The two women exchanged horrified looks. Preoccupied by their opportunity to do a private grilling of the police’s first suspect, they had both forgotten about Ted Crisp having banned the man from the Crown and Anchor. Thank God the landlord didn’t appear to be about that day.

Donal Geraghty understood exactly what they were thinking. He had knowingly let them bring him into a pub where he was banned, and the fact that they had done so gave him great satisfaction. He giggled gleefully. “Smart ladies like you should be a bit more careful about the company you keep.”

Jude grinned and raised her glass of Chilean chardonnay to him. “I’ve known worse.” That won a chuckle, so she pursued her advantage. “Carole, Donal was telling me he thought the murderer of Walter Fleet was definitely a woman.”

“Oh, really?”

“Yes,” Donal confirmed. “Using that knife-it’s a woman’s crime if ever I saw one.”

“So who would that make a suspect for the murder?” asked Carole.

He snickered. “Well, Lucinda and Walter’s wasn’t the epitome of an happy marriage.”

Again his choice of words betrayed a much better education than was promised by his exterior blarney.

“So you think she might have done away with him?”

“Usual rule of police investigation: if the victim has a live-in partner, haul them in for questioning-that is, of course, after they’ve hauled me in for questioning. But if they can’t pin it on me, then they go for the partner.”

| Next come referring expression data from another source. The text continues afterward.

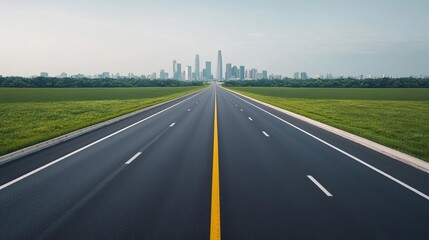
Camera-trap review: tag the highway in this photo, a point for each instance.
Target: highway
(212, 166)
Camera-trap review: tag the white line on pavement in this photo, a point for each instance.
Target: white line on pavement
(341, 151)
(134, 157)
(319, 185)
(90, 145)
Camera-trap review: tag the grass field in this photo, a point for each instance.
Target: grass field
(32, 115)
(397, 118)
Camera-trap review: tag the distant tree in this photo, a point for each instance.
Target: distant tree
(408, 82)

Carole was thoughtful. “Lucinda certainly doesn’t seem to be making any pretence of being upset by having lost her husband.”

“Maybe she didn’t do it herself,” Jude speculated. “Paid someone else actually to do the deed, while she established an alibi for herself.”

“Oh, thank you,” said Donal in mock affront. “So that’d bring the accusation back to me, would it? ‘Donal Geraghty’s always helping Lucinda with odd jobs round the yard at Long Bamber. I’m sure he’d be only too glad to top the lady’s husband for her.’ Is that what you’re suggesting?”

“No, I’m not.”

“Well, be very careful. Don’t forget you’re dealing with a very dangerous paranoid Paddy who has a lot of form for acts of violence.” Yet again he demonstrated an ironical awareness of his image, the fact that he could choose when he wanted to live up to it.